May 24, 2023 : In another major blow to Pakistan Tehreek-e-Insaf (PTI), senior politician and former federal minister Chaudhry Fawad Hussain on Wednesday parted ways with the former ruling party and its chairman Imran Khan.
“[With] ref[erence] to my earlier statement where I unequivocally condemned 9th May incidents, I have decided to take a break from politics, therefore, I have resigned from party position and parting ways from Imran Khan,” he wrote on his official Twitter handle.
Fawad joins a long list of PTI leaders who have announced quitting PTI following the May 9 vandalism and violent protests across the country — hours after the National Accountability Bureau (NAB) arrested PTI chief Imran Khan in the Al-Qadir Trust corruption case.
So far Dr Shireen Mazari, Fayyazul Hassan Chohan, Malik Amin Aslam, Mahmood Moulvi, Amir Kayani, Jai Prakash, Aftab Siddiqui and Sanjay Gangwani among many others have left Imran Khan’s party.
Shireen, while speaking to the media in Islamabad on Tuesday, announced that she was not only leaving the party but also saying goodbye to active politics, saying that her health and daughter Imaan Mazari suffered significantly during her 12-day incarceration.
“I am leaving politics because of my children, family, and health issues. My family and children are my first priority,” she said. “I have condemned the events that took place on May 9 and 10. I have condemned all forms of disorder.”
Though, PTI Chairman Imran sees this exodus as “forced divorces” at “gunpoint”, political experts suggest that it’s an attempt to factionalise the PTI just like the PML-N was converted into PML-Q overnight at the turn of the last century.
“Without beating around the bush, this is obviously the result of pressure coming from the establishment. The government is simply fanning it,” former PPP senator Mustafa Nawaz Khokhar said.
Khokhar had himself paid the price of continuously speaking up on human rights violations, especially of the PTI leaders, before being asked to leave the PPP.
He said that the current practice of pressuring politicians to leave politics wasn’t pleasing. The incumbent rulers, he added, shouldn’t take pleasure in opponents’ departure from political arena.

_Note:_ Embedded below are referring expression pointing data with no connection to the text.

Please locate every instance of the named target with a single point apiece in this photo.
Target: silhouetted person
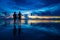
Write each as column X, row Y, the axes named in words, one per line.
column 14, row 30
column 19, row 15
column 14, row 16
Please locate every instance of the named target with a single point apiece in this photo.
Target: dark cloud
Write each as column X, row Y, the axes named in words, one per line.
column 9, row 5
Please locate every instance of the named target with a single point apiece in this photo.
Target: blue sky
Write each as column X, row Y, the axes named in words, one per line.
column 19, row 5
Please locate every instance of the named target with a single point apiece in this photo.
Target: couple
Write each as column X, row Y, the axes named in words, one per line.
column 15, row 16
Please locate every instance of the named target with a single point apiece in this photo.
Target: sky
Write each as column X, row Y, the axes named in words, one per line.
column 23, row 5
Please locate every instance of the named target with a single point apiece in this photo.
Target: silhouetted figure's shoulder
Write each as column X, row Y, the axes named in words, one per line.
column 19, row 15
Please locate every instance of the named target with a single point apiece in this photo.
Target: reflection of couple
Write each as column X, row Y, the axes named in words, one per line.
column 15, row 16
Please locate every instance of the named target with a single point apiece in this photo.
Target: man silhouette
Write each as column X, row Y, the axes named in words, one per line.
column 19, row 15
column 14, row 17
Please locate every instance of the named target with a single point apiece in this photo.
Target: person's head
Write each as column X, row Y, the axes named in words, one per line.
column 19, row 12
column 14, row 12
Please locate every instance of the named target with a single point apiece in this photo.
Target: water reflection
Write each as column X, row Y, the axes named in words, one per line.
column 32, row 29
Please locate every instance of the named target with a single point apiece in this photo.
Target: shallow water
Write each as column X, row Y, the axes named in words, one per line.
column 29, row 30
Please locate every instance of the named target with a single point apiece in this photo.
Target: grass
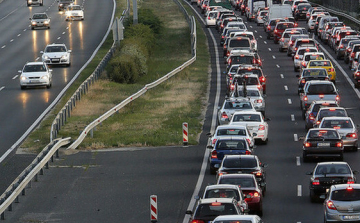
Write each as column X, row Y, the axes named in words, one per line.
column 156, row 118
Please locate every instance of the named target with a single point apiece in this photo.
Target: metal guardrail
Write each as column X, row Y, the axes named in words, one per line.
column 19, row 185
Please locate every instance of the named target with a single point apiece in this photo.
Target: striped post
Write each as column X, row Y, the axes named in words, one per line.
column 185, row 134
column 153, row 208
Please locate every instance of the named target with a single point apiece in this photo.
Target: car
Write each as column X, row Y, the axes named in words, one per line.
column 230, row 106
column 327, row 64
column 35, row 74
column 226, row 191
column 311, row 56
column 238, row 218
column 342, row 203
column 324, row 143
column 318, row 90
column 299, row 55
column 309, row 74
column 227, row 145
column 56, row 54
column 250, row 188
column 346, row 128
column 62, row 4
column 40, row 19
column 34, row 2
column 226, row 130
column 244, row 164
column 74, row 12
column 326, row 174
column 255, row 97
column 314, row 108
column 208, row 209
column 255, row 122
column 329, row 112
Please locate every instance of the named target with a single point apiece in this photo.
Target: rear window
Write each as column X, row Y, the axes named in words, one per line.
column 346, row 195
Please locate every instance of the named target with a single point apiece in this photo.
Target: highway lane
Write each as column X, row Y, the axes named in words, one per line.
column 20, row 44
column 287, row 190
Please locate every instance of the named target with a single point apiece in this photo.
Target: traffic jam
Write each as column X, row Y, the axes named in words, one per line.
column 242, row 125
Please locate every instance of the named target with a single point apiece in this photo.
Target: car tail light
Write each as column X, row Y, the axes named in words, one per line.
column 316, row 181
column 330, row 205
column 224, row 115
column 351, row 135
column 351, row 180
column 214, row 154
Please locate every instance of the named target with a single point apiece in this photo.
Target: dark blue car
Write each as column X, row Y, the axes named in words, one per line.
column 235, row 145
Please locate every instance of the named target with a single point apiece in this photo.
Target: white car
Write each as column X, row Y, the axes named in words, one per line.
column 55, row 54
column 254, row 121
column 74, row 12
column 35, row 74
column 227, row 130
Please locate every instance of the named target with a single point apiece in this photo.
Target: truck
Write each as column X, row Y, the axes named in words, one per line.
column 223, row 3
column 253, row 6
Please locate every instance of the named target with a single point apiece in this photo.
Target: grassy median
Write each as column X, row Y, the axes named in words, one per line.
column 156, row 118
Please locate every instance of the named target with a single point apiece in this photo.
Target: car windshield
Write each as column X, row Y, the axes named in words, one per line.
column 215, row 209
column 247, row 118
column 231, row 144
column 52, row 49
column 332, row 169
column 237, row 105
column 39, row 16
column 35, row 68
column 314, row 73
column 350, row 194
column 321, row 89
column 242, row 181
column 337, row 124
column 323, row 134
column 226, row 193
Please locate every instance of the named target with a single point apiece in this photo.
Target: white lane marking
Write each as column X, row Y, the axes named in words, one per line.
column 299, row 191
column 296, row 138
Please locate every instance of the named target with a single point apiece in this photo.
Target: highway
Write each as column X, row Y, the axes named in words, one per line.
column 22, row 109
column 116, row 185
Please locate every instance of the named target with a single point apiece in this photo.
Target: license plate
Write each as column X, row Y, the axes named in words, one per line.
column 351, row 217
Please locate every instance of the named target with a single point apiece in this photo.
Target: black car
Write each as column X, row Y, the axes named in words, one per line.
column 244, row 164
column 326, row 174
column 323, row 142
column 62, row 4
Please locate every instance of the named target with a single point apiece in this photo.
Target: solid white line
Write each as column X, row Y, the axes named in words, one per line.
column 296, row 138
column 299, row 191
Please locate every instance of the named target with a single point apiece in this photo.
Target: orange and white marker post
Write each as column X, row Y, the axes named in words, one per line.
column 185, row 134
column 153, row 208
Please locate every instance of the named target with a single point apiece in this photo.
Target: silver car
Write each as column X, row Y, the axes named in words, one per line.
column 40, row 20
column 342, row 203
column 346, row 128
column 232, row 105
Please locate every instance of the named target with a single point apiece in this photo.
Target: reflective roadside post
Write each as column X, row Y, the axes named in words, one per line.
column 185, row 134
column 153, row 208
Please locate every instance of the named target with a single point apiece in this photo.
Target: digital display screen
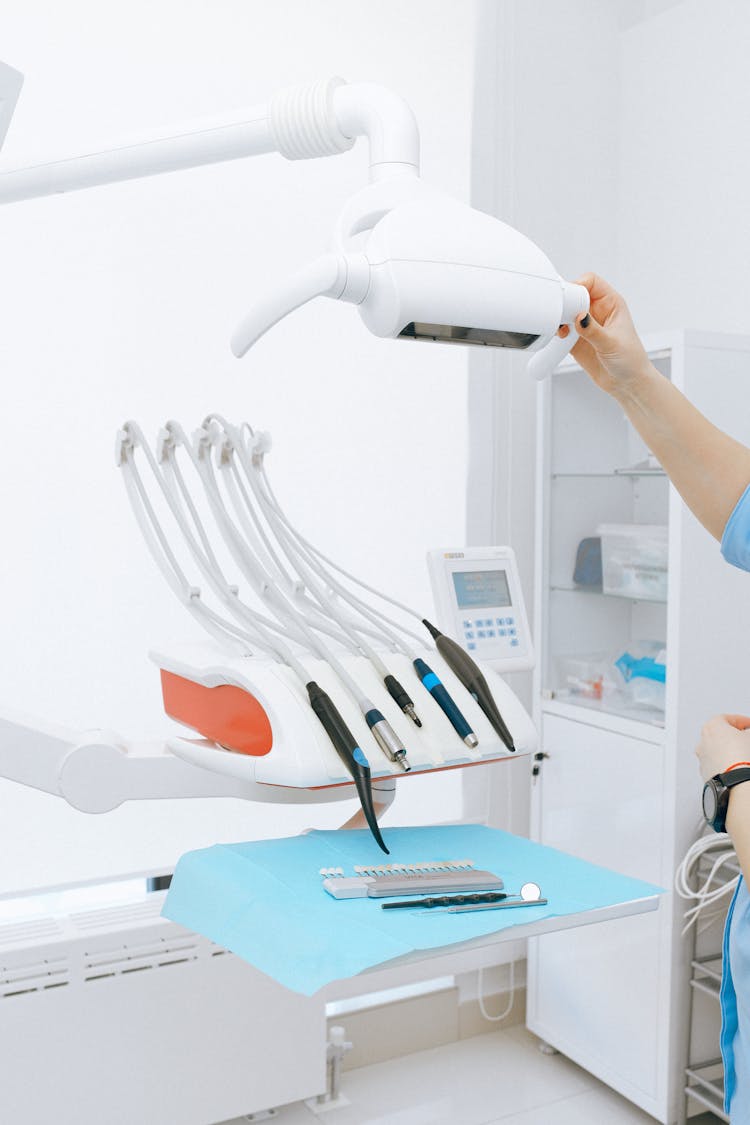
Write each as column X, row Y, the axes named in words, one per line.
column 478, row 590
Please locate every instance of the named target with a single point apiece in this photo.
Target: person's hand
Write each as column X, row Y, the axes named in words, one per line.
column 724, row 740
column 608, row 349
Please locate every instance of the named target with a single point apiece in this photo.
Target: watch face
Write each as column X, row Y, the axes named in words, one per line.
column 710, row 802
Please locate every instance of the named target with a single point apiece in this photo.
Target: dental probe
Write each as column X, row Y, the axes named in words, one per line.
column 267, row 588
column 470, row 675
column 497, row 906
column 446, row 900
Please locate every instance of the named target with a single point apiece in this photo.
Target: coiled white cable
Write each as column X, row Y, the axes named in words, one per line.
column 707, row 894
column 272, row 511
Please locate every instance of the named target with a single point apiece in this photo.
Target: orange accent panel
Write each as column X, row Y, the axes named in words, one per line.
column 226, row 714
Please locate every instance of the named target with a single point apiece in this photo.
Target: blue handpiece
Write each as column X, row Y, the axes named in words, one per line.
column 445, row 701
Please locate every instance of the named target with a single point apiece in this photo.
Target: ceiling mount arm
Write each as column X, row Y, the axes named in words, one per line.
column 321, row 118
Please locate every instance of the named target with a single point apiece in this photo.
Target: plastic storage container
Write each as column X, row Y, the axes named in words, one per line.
column 634, row 560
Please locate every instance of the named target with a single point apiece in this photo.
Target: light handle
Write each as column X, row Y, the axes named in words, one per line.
column 543, row 362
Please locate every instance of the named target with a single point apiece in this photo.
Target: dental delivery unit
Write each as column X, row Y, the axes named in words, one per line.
column 319, row 687
column 313, row 691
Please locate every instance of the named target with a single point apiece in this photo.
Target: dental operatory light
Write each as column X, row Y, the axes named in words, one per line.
column 417, row 263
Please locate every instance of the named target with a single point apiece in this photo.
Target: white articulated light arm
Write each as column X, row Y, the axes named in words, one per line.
column 299, row 123
column 343, row 277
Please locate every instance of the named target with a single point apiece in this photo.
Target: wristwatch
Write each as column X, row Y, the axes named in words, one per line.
column 715, row 795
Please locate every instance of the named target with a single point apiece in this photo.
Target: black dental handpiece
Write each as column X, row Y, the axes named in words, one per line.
column 399, row 694
column 470, row 675
column 349, row 752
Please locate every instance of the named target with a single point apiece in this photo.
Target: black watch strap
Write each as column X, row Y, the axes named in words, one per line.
column 734, row 776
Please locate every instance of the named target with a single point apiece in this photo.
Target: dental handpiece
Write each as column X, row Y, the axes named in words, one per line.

“This doesn’t bode well for politics in general and those who are beaming at it today will surely regret it tomorrow.”
On the whirlwind of arrests and continuous pressure from the powerful quarters, the former senator said that “only time will tell if the PTI survives this”, adding that the political parties had survived in the past.
The unexpected chain of events has unfolded just days after a series of attacks on key civilian and military installations on May 9, following the arrest of the former prime minister in a graft case.
Soon after the arrest, protesters took to the streets, key government and military buildings were attacked, ransacked and torched, several people lost lives and dozens were injured while scores of the PTI supporters were detained, including key party leaders.